Program to count number of swaps required to change one list to another in Python?

Suppose we have two lists of numbers L1 and L2, the length of each list is n and each value is unique to its list, and values are in range 1 to n. We need to find the minimum number of adjacent swaps required to transform L1 to L2.

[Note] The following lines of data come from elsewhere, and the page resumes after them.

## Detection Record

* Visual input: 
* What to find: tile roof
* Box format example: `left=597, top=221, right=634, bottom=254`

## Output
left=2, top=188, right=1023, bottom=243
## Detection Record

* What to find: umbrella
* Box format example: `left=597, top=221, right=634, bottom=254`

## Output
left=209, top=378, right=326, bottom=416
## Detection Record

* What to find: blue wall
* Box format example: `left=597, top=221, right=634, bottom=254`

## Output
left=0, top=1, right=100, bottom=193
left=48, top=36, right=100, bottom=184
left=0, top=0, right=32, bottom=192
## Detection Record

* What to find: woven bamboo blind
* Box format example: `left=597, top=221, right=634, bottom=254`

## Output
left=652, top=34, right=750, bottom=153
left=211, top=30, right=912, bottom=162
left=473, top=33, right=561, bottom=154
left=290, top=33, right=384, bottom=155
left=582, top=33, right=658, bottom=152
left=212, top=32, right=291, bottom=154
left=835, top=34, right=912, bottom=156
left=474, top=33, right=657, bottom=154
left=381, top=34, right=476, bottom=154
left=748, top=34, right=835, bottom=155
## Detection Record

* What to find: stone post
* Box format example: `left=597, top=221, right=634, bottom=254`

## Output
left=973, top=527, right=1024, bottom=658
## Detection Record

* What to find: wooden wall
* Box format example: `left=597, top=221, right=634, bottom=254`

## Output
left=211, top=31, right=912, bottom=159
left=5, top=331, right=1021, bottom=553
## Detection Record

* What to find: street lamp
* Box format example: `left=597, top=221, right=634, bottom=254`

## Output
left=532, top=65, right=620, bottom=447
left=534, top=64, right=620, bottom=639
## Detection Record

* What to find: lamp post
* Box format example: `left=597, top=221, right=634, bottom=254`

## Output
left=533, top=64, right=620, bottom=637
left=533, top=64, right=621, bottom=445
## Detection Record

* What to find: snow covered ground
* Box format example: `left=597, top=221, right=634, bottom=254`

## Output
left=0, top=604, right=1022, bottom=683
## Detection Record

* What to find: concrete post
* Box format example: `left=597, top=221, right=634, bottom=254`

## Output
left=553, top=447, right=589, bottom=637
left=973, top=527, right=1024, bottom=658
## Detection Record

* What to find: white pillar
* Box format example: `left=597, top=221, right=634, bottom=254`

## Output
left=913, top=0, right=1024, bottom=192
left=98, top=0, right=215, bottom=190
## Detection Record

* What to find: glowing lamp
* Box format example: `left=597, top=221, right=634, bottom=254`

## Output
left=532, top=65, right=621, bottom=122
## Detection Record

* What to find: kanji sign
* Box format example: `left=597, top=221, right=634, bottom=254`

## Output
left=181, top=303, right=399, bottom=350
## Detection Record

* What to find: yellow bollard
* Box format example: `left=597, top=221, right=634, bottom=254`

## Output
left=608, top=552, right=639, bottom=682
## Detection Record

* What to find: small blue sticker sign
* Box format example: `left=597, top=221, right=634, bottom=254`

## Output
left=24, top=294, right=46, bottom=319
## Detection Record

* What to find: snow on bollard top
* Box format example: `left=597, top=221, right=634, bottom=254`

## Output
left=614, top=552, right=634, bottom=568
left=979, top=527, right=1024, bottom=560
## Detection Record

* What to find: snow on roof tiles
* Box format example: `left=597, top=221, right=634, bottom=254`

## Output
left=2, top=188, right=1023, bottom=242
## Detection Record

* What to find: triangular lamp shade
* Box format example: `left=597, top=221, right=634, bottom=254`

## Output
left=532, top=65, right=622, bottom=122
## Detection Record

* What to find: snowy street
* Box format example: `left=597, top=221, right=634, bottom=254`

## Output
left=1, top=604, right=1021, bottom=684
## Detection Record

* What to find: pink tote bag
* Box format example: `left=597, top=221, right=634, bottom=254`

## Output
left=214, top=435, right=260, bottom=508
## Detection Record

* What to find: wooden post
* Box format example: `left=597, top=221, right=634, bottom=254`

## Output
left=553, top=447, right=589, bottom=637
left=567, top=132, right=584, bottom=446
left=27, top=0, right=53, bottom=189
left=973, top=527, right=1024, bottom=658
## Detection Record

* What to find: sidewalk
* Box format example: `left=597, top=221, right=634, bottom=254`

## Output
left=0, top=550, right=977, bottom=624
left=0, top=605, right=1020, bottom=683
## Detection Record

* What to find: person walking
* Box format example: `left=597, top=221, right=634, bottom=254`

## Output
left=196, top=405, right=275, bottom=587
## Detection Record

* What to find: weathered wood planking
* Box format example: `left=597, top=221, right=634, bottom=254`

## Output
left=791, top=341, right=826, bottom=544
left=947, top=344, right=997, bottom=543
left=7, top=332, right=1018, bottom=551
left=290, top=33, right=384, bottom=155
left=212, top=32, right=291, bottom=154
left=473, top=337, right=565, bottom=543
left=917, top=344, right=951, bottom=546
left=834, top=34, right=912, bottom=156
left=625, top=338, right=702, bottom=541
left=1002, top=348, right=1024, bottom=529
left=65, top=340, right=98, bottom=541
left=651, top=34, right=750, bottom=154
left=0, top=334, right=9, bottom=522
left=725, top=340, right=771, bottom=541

So, if the input is like L1 = [0, 1, 2, 3] and L2 = [2, 0, 1, 3], then the output will be 2. We can swap 1 and 2 to get [0, 2, 1, 3], then swap 0 and 2 to get [2, 0, 1, 3], which matches L2.

Algorithm

To solve this, we will follow these steps ?

• Initialize ans to 0

• For each required element in L2, do ?

  • Find the index of this element in current L1

  • Remove this element from L1

  • Add the index to our answer

• Return the total count

Example

class Solution:
    def solve(self, L1, L2):
        ans = 0
        for req in L2:
            i = L1.index(req)
            L1.pop(i)
            ans += i
        return ans

ob = Solution()
L1 = [0, 1, 2, 3]
L2 = [2, 0, 1, 3]
print(ob.solve(L1, L2))

2

How It Works

The algorithm works by simulating the process of building L2 from L1. For each element we need (from L2), we find its current position in L1. The number of swaps needed to move this element to the front equals its current index. After processing each element, we remove it from L1.

Step-by-Step Execution

def solve_with_steps(L1, L2):
    L1_copy = L1.copy()  # Work with a copy
    ans = 0
    print(f"Initial L1: {L1_copy}")
    print(f"Target L2: {L2}")
    
    for req in L2:
        i = L1_copy.index(req)
        print(f"Need element {req}, found at index {i}")
        L1_copy.pop(i)
        ans += i
        print(f"After removing: {L1_copy}, swaps so far: {ans}")
    
    return ans

L1 = [0, 1, 2, 3]
L2 = [2, 0, 1, 3]
result = solve_with_steps(L1, L2)
print(f"Total swaps needed: {result}")

Initial L1: [0, 1, 2, 3]
Target L2: [2, 0, 1, 3]
Need element 2, found at index 2
After removing: [0, 1, 3], swaps so far: 2
Need element 0, found at index 0
After removing: [1, 3], swaps so far: 2
Need element 1, found at index 0
After removing: [3], swaps so far: 2
Need element 3, found at index 0
After removing: [], swaps so far: 2
Total swaps needed: 2

Conclusion

This algorithm efficiently calculates the minimum adjacent swaps by tracking the position of each required element and summing up the distances. The time complexity is O(n²) due to the index search and removal operations.